Juneteenth, which will be recognized Monday as America’s newest federal holiday, is such a chapter in our country’s history that cannot be ignored.
Also known at various times as Jubilee Day, Emancipation Day, Freedom Day and Black Independence Day, Juneteenth commemorates the emancipation of enslaved African Americans in 1865, when the announcement of General Order No. 3 by Union Gen. Gordon Granger declared freedom for enslaved people in Texas, the last state of the Confederacy where institutional slavery lingered.
President Abraham Lincoln had actually issued the Emancipation Proclamation some six months earlier, but it was slow to have its intended effect. Texas, the most remote state of the former Confederacy, was one such place.
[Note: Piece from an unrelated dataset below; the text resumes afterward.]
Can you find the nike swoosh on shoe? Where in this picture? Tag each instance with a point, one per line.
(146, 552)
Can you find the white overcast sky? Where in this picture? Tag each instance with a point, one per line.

Slavery actually remained legal in two of the Union border states, Delaware and Kentucky, until the ratification of the 13th Amendment to the Constitution in December 1865.
Informal celebrations of Juneteenth began in 1866 and took various forms over the decades that followed. Every U.S. state and Washington, D.C., have formally recognized the holiday in some way. In 2020, then-Gov. Ralph Northam signed an executive order recognizing Juneteenth as a paid day of leave for state employees in Virginia. But it wasn’t until last summer that Juneteenth, with the stroke of a pen by President Biden, became the first new federal holiday since Martin Luther King Jr. Day was adopted in 1983.
As with many federal holidays, we hope it doesn’t become just another day off from work but an important time of reflection and, yes, celebration of righting one of our country’s greatest wrongs: the enslavement of a population of people who have greatly enriched the American fabric.